As I left the higher, barren slopes, I was past my halfway point and within reach of Ostrander Lake. I skied in and out of snow wells around trees, hypnotized by the rhythm, looking up periodically to keep the ridge line to my left and — when I caught glimpses of it — Horse Ridge as my bearing.
At one point late in the afternoon I spread out my tarp in a patch of sunlight and fell asleep, then awoke when the sunlight was fading–rousted by the cold and an ache to get moving again.
My last day out I climbed up through a steep gully to a clearing where I found myself blinking at the frozen tracks of other skis. I followed the tracks around the easternmost bulk of Horse Ridge and emerged at Ostrander ski hut, shuttered for the season. I stretched out on the granite porch of the Depression-era log structure and considered spending the night there. Badger Pass ski resort was 10 miles away. It was afternoon. But being this close to home, after over 40 miles of solitary skiing, a “little bit of lonesome,” as a country song might say, was slowly seeping into my bones. I picked up the frozen tracks headed west.
After a hours slushing through the melted-out Bridalveil trail, I unclipped my skis and stepped out onto Glacier Point Road. It was empty. The route had been closed to traffic down at the turn-off. As dusk settled, I lumbered in my ski boots on the asphalt down to Badger Pass Resort and found it deserted. I poked around the place a bit, then set up my sleeping bag in the parking lot for the night. Then a truck engine rattled to life in the descending darkness.
“Good thing you caught me,” the driver said, “I’m the last guy outta here. Nobody’s gonna be up here for a few weeks.”
“My luck holds,” I said, shaking his hand. “Thanks.”
“Where you coming from?”
“You don’t say,” he mumbled, and nodded.
And then he didn’t say anything else.
Mom’s headlights woke me a couple hours later. I was sleeping on the concrete at the junction with Highway 140.
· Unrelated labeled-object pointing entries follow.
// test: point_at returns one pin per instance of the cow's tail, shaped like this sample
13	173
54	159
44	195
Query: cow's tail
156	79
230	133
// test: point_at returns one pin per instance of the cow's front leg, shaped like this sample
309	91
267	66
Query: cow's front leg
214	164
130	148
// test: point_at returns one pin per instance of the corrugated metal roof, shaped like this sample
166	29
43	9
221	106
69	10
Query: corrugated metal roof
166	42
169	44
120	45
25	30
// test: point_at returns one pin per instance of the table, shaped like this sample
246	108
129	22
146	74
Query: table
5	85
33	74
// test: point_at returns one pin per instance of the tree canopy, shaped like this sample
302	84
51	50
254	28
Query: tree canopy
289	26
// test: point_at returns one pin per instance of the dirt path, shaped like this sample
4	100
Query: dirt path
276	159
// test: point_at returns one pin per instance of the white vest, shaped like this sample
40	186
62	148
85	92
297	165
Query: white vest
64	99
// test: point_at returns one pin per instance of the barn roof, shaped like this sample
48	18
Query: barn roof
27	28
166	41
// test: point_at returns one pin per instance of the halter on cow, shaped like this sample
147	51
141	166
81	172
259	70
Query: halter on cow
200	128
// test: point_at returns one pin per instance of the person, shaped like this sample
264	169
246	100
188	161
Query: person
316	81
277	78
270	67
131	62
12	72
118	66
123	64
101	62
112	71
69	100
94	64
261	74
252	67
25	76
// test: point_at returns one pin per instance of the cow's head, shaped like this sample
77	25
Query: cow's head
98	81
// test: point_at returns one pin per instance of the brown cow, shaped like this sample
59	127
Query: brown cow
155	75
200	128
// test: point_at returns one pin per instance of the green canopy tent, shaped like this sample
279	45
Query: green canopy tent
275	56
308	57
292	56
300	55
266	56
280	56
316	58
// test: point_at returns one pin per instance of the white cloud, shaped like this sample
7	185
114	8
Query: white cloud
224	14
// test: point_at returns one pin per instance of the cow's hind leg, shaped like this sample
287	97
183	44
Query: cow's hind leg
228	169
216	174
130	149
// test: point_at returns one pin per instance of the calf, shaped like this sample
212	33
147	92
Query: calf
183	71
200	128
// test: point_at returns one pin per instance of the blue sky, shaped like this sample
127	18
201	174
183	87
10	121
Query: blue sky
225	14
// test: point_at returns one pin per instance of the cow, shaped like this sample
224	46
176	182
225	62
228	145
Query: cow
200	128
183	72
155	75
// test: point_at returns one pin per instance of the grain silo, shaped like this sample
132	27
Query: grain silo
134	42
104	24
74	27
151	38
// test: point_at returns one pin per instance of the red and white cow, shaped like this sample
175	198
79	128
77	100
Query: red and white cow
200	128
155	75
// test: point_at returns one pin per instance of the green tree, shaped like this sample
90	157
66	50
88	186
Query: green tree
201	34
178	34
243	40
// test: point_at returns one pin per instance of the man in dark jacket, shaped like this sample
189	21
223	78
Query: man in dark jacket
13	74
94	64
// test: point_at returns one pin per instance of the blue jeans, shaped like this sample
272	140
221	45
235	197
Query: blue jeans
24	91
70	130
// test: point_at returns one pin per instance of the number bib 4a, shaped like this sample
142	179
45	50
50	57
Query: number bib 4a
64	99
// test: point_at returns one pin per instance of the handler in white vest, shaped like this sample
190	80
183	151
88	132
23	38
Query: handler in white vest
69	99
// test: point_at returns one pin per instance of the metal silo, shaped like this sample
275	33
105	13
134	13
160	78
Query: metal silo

“Got it out of your system?” she asked, lifting the door of her hatchback for me to load my pack.
“For a while I guess.”
The next spring I went out to try the trip again from west to east, climbing up out of Yosemite Valley via Illilouette Creek. I got as far as Red Peak and looked east over all the way I’d come the year before. There was no snow below 10,000 feet. Drought year — no way to ski it this time. The magnificent, quiet line of peaks from Red Peak all the way around the headwaters of the Merced River to Rodgers and Lyell seemed to nod back at me as I stood on the loose rocks of Red Peak. On my way back down the Mist Trail, I passed a couple park maintenance workers with pickaxes and shovels resting on their shoulders. One looked me up and down, with my clattering gear and sunburnt face.
“Looks like you’ve been on an adventure,” he said. He had long grey hair tied back in a pony tail.
I kept on down the trail. My feet hurt and I had a beer waiting in the car. Of all the impressions, simple gestures, raw observations from some high vantage–someone’s arms crossed as they watch me walk into the mountains, paw prints in the snow at 10,000 feet, long turns carved through a staircase of frozen lakes– often it’s just the squeak of the car door, as I open it in the dark and drain the first of two beers, still warm from a spring day, that is most rewarding, and impossible to arrive at any other way.